By clicking “Sign up for GitHub”, you agree to our terms of service and privacy statement. We’ll occasionally send you account related emails.

Already on GitHub? Sign in to your account

Not scraping every tweet from a user #52

Open
wjd157 opened this issue Nov 28, 2022 · 6 comments
Open

Not scraping every tweet from a user #52

wjd157 opened this issue Nov 28, 2022 · 6 comments

Comments

@wjd157
Copy link

wjd157 commented Nov 28, 2022

Hello, I am trying to scrape every tweet from a user. From the twitter page, I can see that they have tweeted more than 5000 times. However, even when I set my tweets_count to 5000, I am getting less than 1000 tweets from that user.

My code is below:

scrape_profile(twitter_username = "elonmusk", output_format ="csv", tweets_count = 6000, browser = "chrome", filename = "elonmusk")

(Note that @ElonMusk is just a stand-in example)

@shaikhsajid1111
Copy link
Owner

shaikhsajid1111 commented Dec 3, 2022

Hey @wjd157, that method uses browser automation for scraping and your tweet count is big so it might be getting blocked in between. I suggest you use the scrape_keyword_with_api() method for scraping. Try the below code, and check elon.json after scraping you will get the data you want

from twitter_scraper_selenium import scrape_keyword_with_api

scrape_keyword_with_api('from:elonmusk', output_filename='elon')

@wjd157
Copy link
Author

wjd157 commented Dec 13, 2022

This appears to generate a JSON file with no data in it. Further, it the console tells me I have only scraped 24 tweets even though the account I am now trying has more than 200 tweets.

@shaikhsajid1111
Copy link
Owner

Okay, I think this feature of Twitter only returns few tweets. Currently, I have not added feature to scrape Twitter account from Twitter's API, and the one with the browser automation get's blocked. I will add a new feature to scrape Twitter's profile from the API in a couple of weeks

@christianmettri
Copy link

I am also highly looking forward to this feature. Please let us know once you had time to implement this. Thanks a lot.

@shaikhsajid1111
Copy link
Owner

Hi @christianmettri @wjd157 , Just updating you about it, don't know if you're still looking for the solution. Now, you can try

from twitter_scraper_selenium import scrape_profile_with_api

scrape_profile_with_api('elonmusk', output_filename='musk', tweets_count= 100)

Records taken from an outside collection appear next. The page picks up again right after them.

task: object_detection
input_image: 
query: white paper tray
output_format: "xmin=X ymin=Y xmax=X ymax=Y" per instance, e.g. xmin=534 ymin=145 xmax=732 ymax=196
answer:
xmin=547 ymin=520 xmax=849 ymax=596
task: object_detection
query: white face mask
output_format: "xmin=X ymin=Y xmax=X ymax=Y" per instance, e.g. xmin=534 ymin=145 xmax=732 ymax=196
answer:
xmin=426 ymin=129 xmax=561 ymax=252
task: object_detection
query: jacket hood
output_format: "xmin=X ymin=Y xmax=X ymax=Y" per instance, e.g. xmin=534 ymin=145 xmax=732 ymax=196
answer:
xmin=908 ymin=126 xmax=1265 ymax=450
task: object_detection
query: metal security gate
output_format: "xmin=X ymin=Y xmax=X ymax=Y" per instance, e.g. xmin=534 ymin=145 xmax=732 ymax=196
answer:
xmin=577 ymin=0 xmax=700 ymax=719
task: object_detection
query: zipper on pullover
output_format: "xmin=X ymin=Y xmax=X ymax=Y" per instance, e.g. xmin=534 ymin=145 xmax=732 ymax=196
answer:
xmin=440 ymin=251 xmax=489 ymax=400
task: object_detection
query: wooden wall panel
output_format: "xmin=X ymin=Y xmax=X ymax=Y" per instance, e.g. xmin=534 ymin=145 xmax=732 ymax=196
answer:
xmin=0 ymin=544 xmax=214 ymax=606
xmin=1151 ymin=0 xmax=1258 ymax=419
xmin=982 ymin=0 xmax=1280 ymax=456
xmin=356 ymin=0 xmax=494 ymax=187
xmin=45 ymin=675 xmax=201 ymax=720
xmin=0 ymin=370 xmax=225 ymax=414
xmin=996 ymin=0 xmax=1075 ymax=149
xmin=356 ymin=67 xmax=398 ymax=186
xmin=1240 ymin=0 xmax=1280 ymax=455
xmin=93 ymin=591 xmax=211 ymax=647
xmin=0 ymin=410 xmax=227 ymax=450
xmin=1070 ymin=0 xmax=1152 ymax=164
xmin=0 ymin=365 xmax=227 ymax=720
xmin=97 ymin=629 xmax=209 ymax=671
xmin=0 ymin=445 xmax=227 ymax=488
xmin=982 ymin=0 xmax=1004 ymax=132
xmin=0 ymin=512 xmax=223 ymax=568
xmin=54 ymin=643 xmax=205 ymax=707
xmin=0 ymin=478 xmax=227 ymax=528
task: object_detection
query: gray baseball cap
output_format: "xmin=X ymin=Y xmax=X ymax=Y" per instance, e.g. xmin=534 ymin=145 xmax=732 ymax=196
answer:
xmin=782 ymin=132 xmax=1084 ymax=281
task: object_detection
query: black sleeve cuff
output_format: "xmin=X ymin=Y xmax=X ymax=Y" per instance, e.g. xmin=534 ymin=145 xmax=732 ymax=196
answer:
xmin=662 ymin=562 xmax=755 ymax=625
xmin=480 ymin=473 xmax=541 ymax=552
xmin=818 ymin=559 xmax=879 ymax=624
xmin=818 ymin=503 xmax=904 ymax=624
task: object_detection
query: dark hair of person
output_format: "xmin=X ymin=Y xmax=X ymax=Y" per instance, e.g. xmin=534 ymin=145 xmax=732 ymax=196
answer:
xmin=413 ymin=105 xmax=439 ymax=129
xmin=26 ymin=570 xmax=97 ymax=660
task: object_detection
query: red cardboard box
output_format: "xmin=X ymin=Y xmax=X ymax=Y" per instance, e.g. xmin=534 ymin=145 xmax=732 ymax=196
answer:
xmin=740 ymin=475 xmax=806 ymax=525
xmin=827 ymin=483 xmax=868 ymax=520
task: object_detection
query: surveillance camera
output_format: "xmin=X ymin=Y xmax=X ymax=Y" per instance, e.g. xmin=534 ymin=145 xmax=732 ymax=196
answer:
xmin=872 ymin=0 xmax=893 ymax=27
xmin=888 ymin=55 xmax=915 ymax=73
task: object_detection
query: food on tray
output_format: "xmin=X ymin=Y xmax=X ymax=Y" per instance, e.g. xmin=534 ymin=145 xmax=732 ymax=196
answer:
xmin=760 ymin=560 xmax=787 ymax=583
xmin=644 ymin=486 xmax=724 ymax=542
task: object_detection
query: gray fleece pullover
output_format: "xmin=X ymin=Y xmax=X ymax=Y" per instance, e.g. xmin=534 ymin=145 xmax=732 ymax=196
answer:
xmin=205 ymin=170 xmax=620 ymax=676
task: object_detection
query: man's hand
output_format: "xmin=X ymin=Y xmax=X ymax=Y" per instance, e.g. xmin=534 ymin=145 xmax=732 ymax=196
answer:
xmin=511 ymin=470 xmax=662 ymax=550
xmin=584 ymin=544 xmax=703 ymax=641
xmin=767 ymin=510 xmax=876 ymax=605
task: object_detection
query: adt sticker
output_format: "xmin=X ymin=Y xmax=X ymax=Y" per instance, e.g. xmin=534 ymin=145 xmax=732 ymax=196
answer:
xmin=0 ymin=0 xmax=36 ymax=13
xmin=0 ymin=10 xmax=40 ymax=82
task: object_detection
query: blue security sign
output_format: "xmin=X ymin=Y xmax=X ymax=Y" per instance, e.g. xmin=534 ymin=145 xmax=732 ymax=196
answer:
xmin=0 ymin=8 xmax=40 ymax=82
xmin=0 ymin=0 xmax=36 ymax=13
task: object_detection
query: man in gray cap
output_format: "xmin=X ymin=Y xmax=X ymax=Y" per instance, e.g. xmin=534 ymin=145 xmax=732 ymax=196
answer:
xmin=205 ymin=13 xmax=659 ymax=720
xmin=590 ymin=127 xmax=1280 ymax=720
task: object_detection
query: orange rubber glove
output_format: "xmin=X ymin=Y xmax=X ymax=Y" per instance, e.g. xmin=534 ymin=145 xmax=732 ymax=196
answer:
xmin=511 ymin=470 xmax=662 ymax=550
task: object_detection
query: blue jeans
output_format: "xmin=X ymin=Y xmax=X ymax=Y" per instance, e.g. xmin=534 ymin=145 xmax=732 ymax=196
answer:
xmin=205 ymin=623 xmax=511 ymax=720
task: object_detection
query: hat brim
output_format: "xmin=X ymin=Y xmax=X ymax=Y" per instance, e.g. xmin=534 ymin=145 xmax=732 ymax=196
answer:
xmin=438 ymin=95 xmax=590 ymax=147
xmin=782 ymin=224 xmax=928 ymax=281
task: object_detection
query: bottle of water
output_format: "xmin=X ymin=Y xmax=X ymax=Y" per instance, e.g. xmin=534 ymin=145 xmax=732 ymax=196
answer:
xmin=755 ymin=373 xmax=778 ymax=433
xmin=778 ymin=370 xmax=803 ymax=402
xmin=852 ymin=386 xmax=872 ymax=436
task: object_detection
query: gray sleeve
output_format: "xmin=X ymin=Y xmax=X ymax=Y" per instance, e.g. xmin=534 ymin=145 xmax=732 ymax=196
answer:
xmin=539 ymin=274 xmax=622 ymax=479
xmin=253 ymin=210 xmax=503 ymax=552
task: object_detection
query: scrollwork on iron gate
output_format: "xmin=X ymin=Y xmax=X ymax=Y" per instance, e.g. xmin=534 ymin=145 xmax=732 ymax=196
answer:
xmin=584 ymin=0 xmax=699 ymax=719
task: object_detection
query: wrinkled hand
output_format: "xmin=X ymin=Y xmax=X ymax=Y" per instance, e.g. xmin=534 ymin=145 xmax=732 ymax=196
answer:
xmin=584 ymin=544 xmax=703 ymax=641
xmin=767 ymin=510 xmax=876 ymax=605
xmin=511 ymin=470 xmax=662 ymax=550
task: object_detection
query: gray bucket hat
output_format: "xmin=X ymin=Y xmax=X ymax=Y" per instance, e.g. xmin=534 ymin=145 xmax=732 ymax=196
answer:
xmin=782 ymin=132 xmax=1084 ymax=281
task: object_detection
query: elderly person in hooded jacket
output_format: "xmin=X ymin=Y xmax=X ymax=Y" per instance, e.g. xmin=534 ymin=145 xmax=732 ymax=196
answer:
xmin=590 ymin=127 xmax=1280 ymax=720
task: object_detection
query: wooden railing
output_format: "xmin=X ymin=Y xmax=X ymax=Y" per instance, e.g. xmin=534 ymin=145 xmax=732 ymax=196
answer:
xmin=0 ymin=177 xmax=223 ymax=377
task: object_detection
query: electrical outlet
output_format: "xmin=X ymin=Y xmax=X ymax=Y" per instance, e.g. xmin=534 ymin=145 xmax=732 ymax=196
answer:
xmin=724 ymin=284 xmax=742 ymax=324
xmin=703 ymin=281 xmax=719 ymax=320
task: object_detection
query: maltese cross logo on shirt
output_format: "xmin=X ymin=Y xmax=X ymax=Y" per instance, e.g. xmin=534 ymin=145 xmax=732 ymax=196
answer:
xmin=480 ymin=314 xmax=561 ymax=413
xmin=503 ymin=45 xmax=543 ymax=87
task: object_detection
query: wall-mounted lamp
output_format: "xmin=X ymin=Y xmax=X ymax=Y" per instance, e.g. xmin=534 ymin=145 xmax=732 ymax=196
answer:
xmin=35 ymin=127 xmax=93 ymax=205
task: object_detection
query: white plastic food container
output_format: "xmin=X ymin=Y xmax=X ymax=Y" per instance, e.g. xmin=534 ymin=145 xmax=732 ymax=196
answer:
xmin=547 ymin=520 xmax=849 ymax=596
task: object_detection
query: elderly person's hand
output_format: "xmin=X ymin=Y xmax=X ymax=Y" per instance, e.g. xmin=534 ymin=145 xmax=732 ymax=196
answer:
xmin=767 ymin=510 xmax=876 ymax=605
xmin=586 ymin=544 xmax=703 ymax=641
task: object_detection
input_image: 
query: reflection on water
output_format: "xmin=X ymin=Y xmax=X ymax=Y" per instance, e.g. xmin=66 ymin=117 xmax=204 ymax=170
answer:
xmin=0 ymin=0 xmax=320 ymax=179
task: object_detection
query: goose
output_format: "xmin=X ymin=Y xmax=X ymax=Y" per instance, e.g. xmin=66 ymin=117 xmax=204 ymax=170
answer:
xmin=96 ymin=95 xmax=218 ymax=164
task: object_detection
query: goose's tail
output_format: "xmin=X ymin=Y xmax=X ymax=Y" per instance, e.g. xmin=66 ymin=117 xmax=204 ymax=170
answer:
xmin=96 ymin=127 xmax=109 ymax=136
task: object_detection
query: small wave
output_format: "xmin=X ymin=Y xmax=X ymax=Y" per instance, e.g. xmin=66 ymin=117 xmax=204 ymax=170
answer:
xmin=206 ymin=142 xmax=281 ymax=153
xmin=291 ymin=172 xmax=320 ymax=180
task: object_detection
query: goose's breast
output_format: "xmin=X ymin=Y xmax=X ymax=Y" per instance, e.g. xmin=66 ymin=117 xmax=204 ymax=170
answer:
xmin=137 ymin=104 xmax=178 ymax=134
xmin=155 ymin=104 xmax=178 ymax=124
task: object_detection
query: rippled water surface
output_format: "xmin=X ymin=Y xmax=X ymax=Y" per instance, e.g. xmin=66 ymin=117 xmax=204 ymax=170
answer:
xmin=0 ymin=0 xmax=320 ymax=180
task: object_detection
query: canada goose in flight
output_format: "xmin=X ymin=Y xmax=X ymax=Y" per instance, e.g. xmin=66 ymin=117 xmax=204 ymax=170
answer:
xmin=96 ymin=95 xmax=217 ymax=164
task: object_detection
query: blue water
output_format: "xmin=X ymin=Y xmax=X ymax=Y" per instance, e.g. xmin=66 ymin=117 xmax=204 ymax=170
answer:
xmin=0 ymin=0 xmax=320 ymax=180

and check musk.json file where the output will be saved

@SenninOne
Copy link

SenninOne commented Feb 28, 2023

Hello @shaikhsajid1111 I tried this code and it gives me this error:

2023-02-28 02:33:09,836 - WARNING - Failed to make request!

The code:

from twitter_scraper_selenium import scrape_profile_with_api
import json

scrape_profile_with_api(username="NASA", output_filename="NASA", browser="firefox",tweets_count=50, output_dir="C:/Users/Braulio/Desktop/web scraping python")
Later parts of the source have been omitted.